Installing TestGlance for .NET (xUnit / NUnit / MSTest)
1. Make tests emit JUnit XML
dotnet test doesn't emit JUnit XML on its own. Add the JUnit logger
NuGet package to every test project:
# from repo root
dotnet add <PathToTestProject>/<Test>.csproj package JunitXml.TestLogger…or add it to Directory.Packages.props / each test .csproj:
<ItemGroup>
<PackageReference Include="JunitXml.TestLogger" Version="*" />
</ItemGroup>Then run tests with the junit logger:
mkdir -p test-results
dotnet test --logger "junit;LogFilePath=test-results/{assembly}.xml"{assembly} expands per project so multi-project solutions don't
overwrite each other.

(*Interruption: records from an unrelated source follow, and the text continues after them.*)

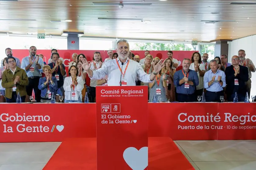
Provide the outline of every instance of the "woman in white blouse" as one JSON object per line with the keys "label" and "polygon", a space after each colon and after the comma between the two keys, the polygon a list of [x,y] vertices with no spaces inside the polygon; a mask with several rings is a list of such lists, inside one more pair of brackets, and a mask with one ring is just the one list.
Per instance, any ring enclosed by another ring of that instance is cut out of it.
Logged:
{"label": "woman in white blouse", "polygon": [[65,90],[65,102],[82,102],[82,91],[83,81],[78,76],[78,71],[75,66],[72,66],[69,70],[69,76],[65,78],[63,87]]}
{"label": "woman in white blouse", "polygon": [[197,72],[199,79],[199,84],[196,86],[196,95],[202,96],[203,91],[204,76],[205,73],[205,67],[204,64],[202,62],[202,58],[199,53],[195,52],[192,54],[191,62],[189,69]]}

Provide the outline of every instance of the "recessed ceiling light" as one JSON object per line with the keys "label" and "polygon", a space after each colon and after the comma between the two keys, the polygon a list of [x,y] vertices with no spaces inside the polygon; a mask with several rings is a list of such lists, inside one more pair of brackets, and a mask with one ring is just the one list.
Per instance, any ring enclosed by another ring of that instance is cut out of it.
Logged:
{"label": "recessed ceiling light", "polygon": [[142,21],[142,22],[145,23],[149,23],[151,22],[151,21],[149,21],[148,20],[145,20],[144,21]]}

The JunitXml.TestLogger package works with xUnit,
NUnit, and MSTest.
2. Add the TestGlance step to CI
If the project already has a CI workflow that runs the tests, add this step
to the test job (after the test step), and merge the permissions: block at
the workflow's top level:
permissions:
contents: read
pull-requests: write
# ...inside the test job, after the test step:
- uses: testglance/action@v1
if: always()
with:
github-token: ${{ github.token }}If no CI workflow runs the tests yet, create
.github/workflows/testglance.yml that runs the project's tests and then
runs the TestGlance step.
if: always() matters — TestGlance should still run when tests fail.
TestGlance auto-discovers anything matching **/test-results/*.xml, so no
report-path is needed when reports land under test-results/.
3. Confirm with the user before committing
Summarize the diff and ask the user to confirm before staging or committing. Do not push.